IT trends report shows new technology adoption is crucial to business success

By John O'Hanlon

A new report, IT Trends Report 2015: Business at the Speed of IT, from IT performance management software specialist Solar Winds demonstrates the significance of IT and IT’s ability to successfully adopt and implement new technology that drives business success. It also highlights the need to empower IT to overcome the challenge of delivering on the promise of these technologies and potential business impact in today’s increasingly hybrid environments. While 96 percent of IT professionals surveyed said adopting significant new technologies is important, many cited barriers to successful adoption that have resulted in achieving mixed results, such as budget (77 percent) and shortage of personnel (44 percent)—two key areas they also identified as top needs to feel more empowered.

“These findings highlight the vital role that IT and technology now play for today’s businesses. Businesses can only progress and perform as quickly as IT enables them to—it’s business at the speed of IT,” said Suaad Sait, executive vice president, products and markets, SolarWinds. “Empowering IT—especially to successfully adopt and implement new technologies quickly—should be a top priority for every organisation. This will become more important as we move further into the hybrid cloud era. The Cloud offers tremendous opportunity to streamline business and reduce costs, yet, as the study finds, three out of five organisations have migrated less than 25 percent of their infrastructure and about one in ten have not migrated anything. IT must be given the resources they need to make this transition. Otherwise their businesses may suffer.”

OK, what exactly do businesses face if they are not up to speed with new technology adoption, I asked Suaad. "Firstly, the speed and performance of your applications becomes an issue. This can be an on-premise application or a hosted app or one in the cloud, which causes end-users to complain. As a result, 'slow is the new down' – and the hunt begins for what is causing poor performance. It could be the network, the system, the database, storage array or the application itself. When performance becomes a problem, businesses can unfortunately loose customers, or experience problems when gaining a new one. Businesses should ask: 'Can we afford not to respond?'

"Secondly, if your competitors are adopting technology faster than you and their business is moving faster, you can lose out. Better integration of systems increases the efficiency of the business, and is more effective than phone calls and manual processes.

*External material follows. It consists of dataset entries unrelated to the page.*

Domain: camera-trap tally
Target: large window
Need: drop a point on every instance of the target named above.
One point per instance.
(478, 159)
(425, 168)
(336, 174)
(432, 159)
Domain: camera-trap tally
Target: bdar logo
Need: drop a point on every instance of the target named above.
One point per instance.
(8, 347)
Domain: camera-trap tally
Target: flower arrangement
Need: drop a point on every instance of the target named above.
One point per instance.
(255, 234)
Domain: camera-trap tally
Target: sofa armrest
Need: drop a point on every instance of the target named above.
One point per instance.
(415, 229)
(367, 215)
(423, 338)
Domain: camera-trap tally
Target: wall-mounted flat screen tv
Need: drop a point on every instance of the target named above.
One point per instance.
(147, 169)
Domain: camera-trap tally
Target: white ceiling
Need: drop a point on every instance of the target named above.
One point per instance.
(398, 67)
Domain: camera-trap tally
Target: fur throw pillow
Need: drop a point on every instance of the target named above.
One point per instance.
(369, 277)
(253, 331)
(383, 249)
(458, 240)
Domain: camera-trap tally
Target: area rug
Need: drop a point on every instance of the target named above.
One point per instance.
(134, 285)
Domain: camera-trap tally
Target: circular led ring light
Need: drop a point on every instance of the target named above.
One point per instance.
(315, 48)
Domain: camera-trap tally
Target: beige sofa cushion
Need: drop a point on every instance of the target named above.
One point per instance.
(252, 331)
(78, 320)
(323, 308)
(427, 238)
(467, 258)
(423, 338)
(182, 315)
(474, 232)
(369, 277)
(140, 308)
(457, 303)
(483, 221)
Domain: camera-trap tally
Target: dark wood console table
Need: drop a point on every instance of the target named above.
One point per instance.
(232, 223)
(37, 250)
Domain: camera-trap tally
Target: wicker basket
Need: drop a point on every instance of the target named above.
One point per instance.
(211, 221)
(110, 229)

"Thirdly, in this day and age, there are lots of compliance standards that you have to follow for IT environments which must be adhered to, or else risk breaking the law. Moving to implement the compliance tech quickly is key."

Finally, he says, time is money for business. "If you need five servers, two databases, and you need them now, you can buy all the hardware for it, which could take weeks, or you can use your credit card and be up and running with what you need in five minutes.

Among the key findings of the survey are:

- Nearly all (96 percent) of IT professionals who responded to the survey indicated that adopting significant new technologies is at least somewhat important to their organisation’s long-term success; of those, 42 percent said it is important and another 20 percent said it is extremely important

- Budget limitations ranked as the top barrier to adopting those significant new technologies, followed by inability to convince decision makers of the need and/or benefit and concerns around disrupting business/end user performance, respectively

- While 63 percent of survey-takers indicated they view their organisations’ CIO as an enabler in adopting significant new technologies, more than one-quarter said their CIO is either a barrier or uninvolved

Without empowering IT to effectively overcome these barriers, organisations struggle to achieve expected results from technology adoption within anticipated timeframes, and to ensure overall business-critical technology performance.

- More than half of IT professionals surveyed said it took longer than anticipated—24 percent said much longer—for the last significant new technology their organisation adopted to start impacting business and/or end-user efficiency

- Less than half of the survey-takers said their organisations’ last adoption of a significant new technology achieved expected return on investment within the projected timeframe; while more than one-third said it took longer than expected—13 percent of those said it took much longer

- Nearly 90 percent of respondents said their organisations’ end-users were negatively affected by a performance or availability issue with business-critical technology in the past twelve months; nearly a quarter of those reported that such issues occurred six times or more

To better empower IT to overcome these barriers and drive the success of their businesses through technology adoption, organisations must first provide IT with more resources, better training and development and greater autonomy.

- More than 40 percent of survey-takers said more resources, such as budget, personnel and time, ranked as their number one need to feel more empowered

- Stronger CIO support when liaising with other business leaders (31 percent), more or better strategic counsel and guidance from the CIO (29 percent), more or better training and development (26 percent), greater IT department autonomy (26 percent) rounded out the list of IT’s top five needs ranked number one by IT professionals surveyed.